Word Count: 484
A/N: Written for Round 3, Challenge 1 of rwhg_ldws
"Is this a Muggle prank?" George asked Harry.
"Yes. I heard Dudley and some of his mates talk about doing this once, but it actually seemed funny and not like his usual bullying."
"You think this will really bother Hermione?"
"Of course! She'll go absolutely mental over it. And better yet, she'll think it was Ron who did it."
"A two for one deal!" George exclaimed, as he and Harry shared a mischievous laugh.
"Ronald Bilius Weasley! What have you done to the car?!"
"I said, What. Have. You. Done. To. The. Car?"
"I heard what you said. Merlin! They probably heard you in Wales. I have no idea what you're talking about, Hermione."
"Our car drives twenty kilometres per litre of petrol. I just purchased petrol TWO DAYS ago, and I already had to refill the tank! Where have you been going without telling me?"
"I haven't gone anywhere!"
"I keep a record of when I purchase petrol and how far I drive, so there should still be plenty of petrol in the car. If I haven't used it, then you must have!"
"But I haven't! I haven't driven that bloody contraption in weeks!"
"Then where did the petrol go? It hasn't leaked. There's no trace of it!"
"Well, I don't know where it went! I certainly didn't drink it!"
Hermione let out an exasperated sigh. "Ronald, you are impossible!" She stormed out of the room in a temper, slamming the door behind her.
"RONALD BILIUS WEASLEY!"
"BLOODY HELL, WOMAN! I'M NOT DEAF!"
"DON'T SHOUT AT ME!"
"YOU STARTED SHOUTING FIRST!"
Hermione took several deep breaths while Ron silently glared at her.
"I took the car into the shop today, and they said there's nothing wrong with it."
"Why would there be anything wrong with it?"
"BECAUSE IT'S LOSING PETROL FASTER THAN IT SHOULD BE!"
"WELL, I DON'T KNOW HOW THESE BLOODY MUGGLE THINGS WORK! WHY ARE YOU BLAMING ME?!"
Hermione closed her eyes and counted to ten.

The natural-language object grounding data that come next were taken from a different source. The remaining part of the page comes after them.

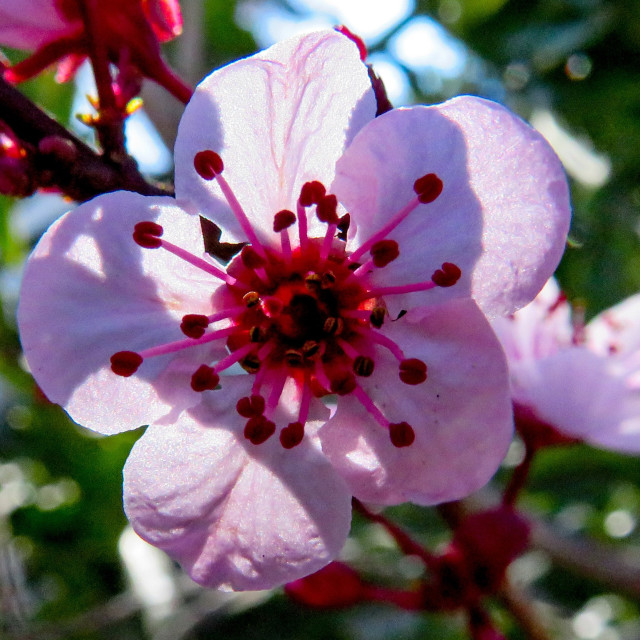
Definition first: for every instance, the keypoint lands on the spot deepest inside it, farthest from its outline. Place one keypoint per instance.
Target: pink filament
(390, 226)
(172, 347)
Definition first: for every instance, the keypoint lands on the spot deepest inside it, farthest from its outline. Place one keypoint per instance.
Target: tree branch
(79, 172)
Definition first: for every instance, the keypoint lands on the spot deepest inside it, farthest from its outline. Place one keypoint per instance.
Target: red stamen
(250, 406)
(271, 307)
(208, 164)
(178, 345)
(292, 435)
(343, 383)
(413, 371)
(363, 366)
(258, 429)
(205, 378)
(428, 188)
(143, 236)
(251, 258)
(447, 276)
(311, 193)
(317, 388)
(343, 226)
(383, 252)
(194, 325)
(401, 434)
(147, 234)
(385, 231)
(125, 363)
(283, 220)
(359, 42)
(328, 241)
(327, 208)
(240, 214)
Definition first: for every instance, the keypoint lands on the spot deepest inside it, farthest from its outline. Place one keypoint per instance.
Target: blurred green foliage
(60, 488)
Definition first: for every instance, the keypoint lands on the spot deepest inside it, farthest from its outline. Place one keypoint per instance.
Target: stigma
(304, 309)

"Honestly, Ronald. Who else would ever touch our car?" Hermione suddenly stopped, looking up quickly at Ron, whose face was bright red. "Maybe I have an idea . . ."
"I don't believe those two! I caught them red-handed!"
"Harry and George! They've been siphoning the petrol out of the car every time I refilled it."
"Those bloody wankers!" Hermione didn't bother to scold Ron for his language. "How are we going to get back at them?"
Hermione laughed. "I told Ginny and Angelina what they did."
It was Ron's turn to laugh. "Brilliant!"
"I'm sorry I blamed you Ron, and I'm sorry I yelled at you." Hermione put her arms around Ron's neck and cuddled up against him. "Is there anything I can do to make it up to you?"
"Oh, I can think of several things," Ron waggled his eyebrows at Hermione as he bent to kiss her.